A vontade e o desespero para largar o vício também o levaram ao Disque Parar de Fumar, programa do governo federal. Nada surtia efeito. Foi em setembro de 2013 que conseguiu ingressar no programa, participar dos grupos de apoio e dar início ao tratamento com adesivo de nicotina, que usou por dois meses, e antidepressivo por 20 dias. Foi reduzindo de duas carteiras por dia para 10 cigarros até a meta de largar de vez. Certeza confirmada por um susto no final do ano passado, quando uma dor no peito o levou ao hospital. Passou por duas pontes de safena. Foram dois meses de recuperação. Quando teve alta para dirigir, a primeira visita que fez foi ao grupo de apoio.
— A terapia era o que mais me interessava. É o meu dia de festa. Lá ninguém te cobra nada, não te magoa e vibra contigo a cada conquista, mesmo que você tenha conseguido só diminuir e não parar totalmente — proferiu Severiano.
As cicatrizes no peito servem de terapia de choque aos que estão ingressando no grupo. Ele segue frequentando as reuniões semanalmente e, quando convidado a dar o testemunho, não se furta em abrir a camisa e exibir as marcas.
— Isto foi o que o cigarro me deu — declara.
Comemora ter se livrado do constrangimento social. Trabalha como representante comercial e quando chegava em um cliente notava que eles abriam a janela, sabia do mal cheiro que exalava. Difícil é segurar uma vontade que chega do nada, que leva a mão no automático até o bolso atrás de alívio.
Como procurar ajuda
O que motiva um paciente a parar de fumar é a consciência da necessidade de largar o vício, dos riscos e das consequências do tabagismo. Para quem chegou neste estágio e pretende buscar ajuda. Saiba onde encontrar:
— Disque parar de fumar: pelo Disque-Saúde, das 7h às 22h, de domingo a domingo, o interessado em se livrar do cigarro pode tirar dúvidas pelo 0800-61- 1997.

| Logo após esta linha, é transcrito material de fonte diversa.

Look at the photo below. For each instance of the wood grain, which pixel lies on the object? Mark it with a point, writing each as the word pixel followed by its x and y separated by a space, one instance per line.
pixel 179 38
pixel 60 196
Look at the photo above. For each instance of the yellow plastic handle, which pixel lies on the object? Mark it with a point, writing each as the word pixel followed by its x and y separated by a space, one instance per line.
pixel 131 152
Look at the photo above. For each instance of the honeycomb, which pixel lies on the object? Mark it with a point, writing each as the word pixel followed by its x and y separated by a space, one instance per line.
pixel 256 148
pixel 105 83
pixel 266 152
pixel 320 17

— Consulte o posto de saúde da sua região para saber se ele oferece o programa. Em Porto Alegre, para saber a qual posto você pertence, ligue para o 156 dando o seu endereço. Caso não tenha cadastro no posto, é só fazê-lo e aguardar ser chamado pelo programa.
O programa em Goiânia
— O programa segue o método preconizado pelo Ministério da Saúde e Instituto Nacional do Câncer. Ele foi implantado em 2004, mas ganhou força em 2009. Existe em todos os Estados Brasileiros. No Rio Grande do Sul, 326 unidades de saúde oferecem o recurso para quem quer parar de fumar. Mas o serviço de Goiânia é considerado exemplo no país.
— O diferencial do programa nacional está no emprego da terapia cognitivo-comportamental. São palestras e trocas de experiência, que auxiliam a tratar a dependência psicológica. Em Goiânia, a média era de 18 pacientes por reunião.
— Também são empregados medicamentos antidepressivos, além de terapia de reposição de nicotina com adesivos, goma de mascar e pastilhas, que atacam a dependência química.
— Os remédios, quando necessários, auxiliam a controlar os sintomas da abstinência, como ansiedade, irritabilidade, sonolência, apetite aumentado para doces e desejo intenso de fumar. Eles são usados por três meses. Dos, 299 que deixaram de fumar, 87,3% fez uso de apoio medicamentoso.
— Até o terceiro mês do programa, as reuniões para a terapia cognitivo-comportamental, são semanais. Daí, até o sexto mês, passam a ser quinzenais. Passado este período, caso o paciente deseje, pode participar de reuniões mensais até completar um ano para evitar a recaída.